Update: Jan.3rd, 2016.
We’re back with more healthy recipes and Great food!
We don’t even need to explain ourselves on this one. you should know the drill already. Below are some of our favorite and best recipes. So we hope you enjoy them! And of course keep an eye out because there will be more healthy recipes to come!
APPLE CIDER GLAZED PORK CHOPS
1 1/2 lbs Smithfield pork chops, All Natural Bone-in
1 tsp Garlic powder
2 tbsp Brown sugar
2 tsp Chili powder
1/2 tsp Pepper
1/2 tsp Red pepper flakes
1 1/2 tsp Salt
Oils & Vinegars
1 tbsp Olive oil
1 1/2 cup Apple cider
For the full recipe, click the link belo.
Update: Dec. 21st, 2015
Here are a few of our favorite Recipe’s.
At home, or at one our favorite eateries nearby, these are the meals that top our lists when we are sitting around deciding how we are going to treat ourselves to something special for dinner that night. The home made dishes are easy to make and require relatively little work. The results far outshine the amount of effort they take to make.
They are in no particular order, and the meals associated with restaurants nearby are not meant to be advertisements, but they are well worth trying out.
You will also notice a similarity in the dishes and recipes. They all conform to most healthy eating regimens. They are mostly “light” in fat, and “light in carbs”. They will help you win whatever nutritional battles you are waging. In this era of Type 2 diabetes, you can still eat terrific food while staying within your “diets” guidelines.
So here we go:
- First, and probably our favorite recipe for holidays and entertaining is this Bobby Flay recipe that can serve as your main meal, or a great appetizer.
The prep time for the creamy, spicy sauce is about a half an hour, but that’s offset by the fact that the scallops only require about 2 minutes to sear.
Here is the link to the full recipe.
- Our next Fave requires a trip to your nearest Delmonico’s Steak House so we didn’t provide the recipe here.
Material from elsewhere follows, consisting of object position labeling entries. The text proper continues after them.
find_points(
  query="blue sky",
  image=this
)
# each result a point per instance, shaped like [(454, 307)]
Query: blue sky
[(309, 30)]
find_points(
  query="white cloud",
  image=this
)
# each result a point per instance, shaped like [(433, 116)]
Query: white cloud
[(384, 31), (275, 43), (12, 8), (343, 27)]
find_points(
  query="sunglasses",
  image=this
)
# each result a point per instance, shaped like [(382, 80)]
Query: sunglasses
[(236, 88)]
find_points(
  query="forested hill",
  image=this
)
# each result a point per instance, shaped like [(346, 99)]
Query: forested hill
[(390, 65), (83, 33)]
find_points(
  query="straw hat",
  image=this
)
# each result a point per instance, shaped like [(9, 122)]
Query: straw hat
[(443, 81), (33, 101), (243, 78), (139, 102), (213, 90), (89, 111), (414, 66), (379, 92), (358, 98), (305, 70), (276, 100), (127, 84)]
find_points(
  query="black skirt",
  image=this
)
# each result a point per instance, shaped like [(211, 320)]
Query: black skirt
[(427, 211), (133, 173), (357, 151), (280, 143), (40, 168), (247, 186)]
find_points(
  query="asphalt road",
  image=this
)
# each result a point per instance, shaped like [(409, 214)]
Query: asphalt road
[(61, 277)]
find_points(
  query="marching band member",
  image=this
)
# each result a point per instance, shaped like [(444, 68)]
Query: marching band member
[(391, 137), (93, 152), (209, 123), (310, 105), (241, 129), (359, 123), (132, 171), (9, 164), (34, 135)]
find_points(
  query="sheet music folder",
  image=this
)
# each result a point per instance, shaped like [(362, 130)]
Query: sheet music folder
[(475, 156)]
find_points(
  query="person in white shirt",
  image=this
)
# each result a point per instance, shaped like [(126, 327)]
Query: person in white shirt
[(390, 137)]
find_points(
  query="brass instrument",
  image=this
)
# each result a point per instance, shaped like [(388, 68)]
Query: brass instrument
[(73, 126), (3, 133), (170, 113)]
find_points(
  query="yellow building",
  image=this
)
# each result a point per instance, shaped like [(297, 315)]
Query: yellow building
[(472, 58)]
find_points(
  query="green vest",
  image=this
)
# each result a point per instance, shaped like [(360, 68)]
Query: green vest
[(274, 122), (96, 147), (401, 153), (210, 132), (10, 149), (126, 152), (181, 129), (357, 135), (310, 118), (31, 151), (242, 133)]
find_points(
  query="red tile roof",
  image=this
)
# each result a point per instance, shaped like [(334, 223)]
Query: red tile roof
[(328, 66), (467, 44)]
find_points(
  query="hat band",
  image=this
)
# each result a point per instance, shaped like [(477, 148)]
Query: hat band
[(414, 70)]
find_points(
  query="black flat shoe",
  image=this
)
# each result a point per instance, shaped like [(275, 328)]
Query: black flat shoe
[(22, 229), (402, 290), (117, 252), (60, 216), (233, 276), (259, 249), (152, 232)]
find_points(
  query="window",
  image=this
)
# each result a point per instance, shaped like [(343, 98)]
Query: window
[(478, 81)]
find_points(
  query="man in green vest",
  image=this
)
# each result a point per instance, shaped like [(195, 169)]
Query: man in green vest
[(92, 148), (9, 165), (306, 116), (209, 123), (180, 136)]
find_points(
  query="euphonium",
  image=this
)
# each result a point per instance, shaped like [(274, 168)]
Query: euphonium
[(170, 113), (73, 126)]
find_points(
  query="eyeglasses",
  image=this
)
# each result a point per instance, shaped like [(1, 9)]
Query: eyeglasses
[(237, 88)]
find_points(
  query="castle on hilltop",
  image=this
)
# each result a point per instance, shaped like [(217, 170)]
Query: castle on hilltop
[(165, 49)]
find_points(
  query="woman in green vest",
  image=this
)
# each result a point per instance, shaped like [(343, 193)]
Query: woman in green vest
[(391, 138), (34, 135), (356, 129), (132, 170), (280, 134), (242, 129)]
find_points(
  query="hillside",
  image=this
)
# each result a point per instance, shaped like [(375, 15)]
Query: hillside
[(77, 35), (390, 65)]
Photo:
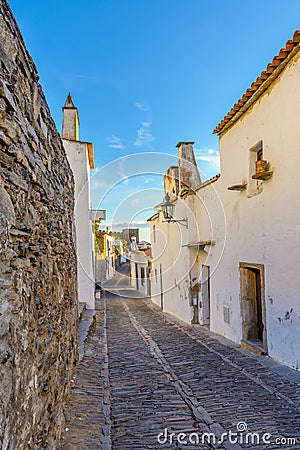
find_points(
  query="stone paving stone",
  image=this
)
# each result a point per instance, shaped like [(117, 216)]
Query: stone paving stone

They make a version of East Utica Greens which is consistently awesome. These are greens sautéed with cherry peppers, Pancetta, and parmesan cheese. Except for the little bit of fat in the pancetta, this a super healthy dish. Add your favorite protein, ( a small strip steak or filet isn’t going to kill you), and you have a great, and simple meal.
Honorable, mention goes to a not so healthy offering called Veal Soprano. Veal in a rich, creamy sauce, with a hint of red pepper flake. Alongside the greens, this is heaven on a plate.
- If Delmonicos’ parking lot is full, and the line for seating is out the door, about a mile down the road is Siagon Spring. This is a spin-off of a very popular Albany Vietnamese restaurant named Van’s. Same family tree.
The signature offering here is a soup called Pho (pronounced fuh). This soup comes in 3 different variations, beef, fish, or chicken. Our particular favorite combo is beef broth, with shrimp. Who woulda thought?!? It’s served with a side of sprouts, some parsley sprigs, jalapeno, lime, and cilantro. You get to build your own bowl of yumminess. Also provided are two small dishes containing Sriracha, and Hoisin sauce that you can add to taste. Follow the soup with the Roasted Crispy Half Duck, and you leave happy and satisfied.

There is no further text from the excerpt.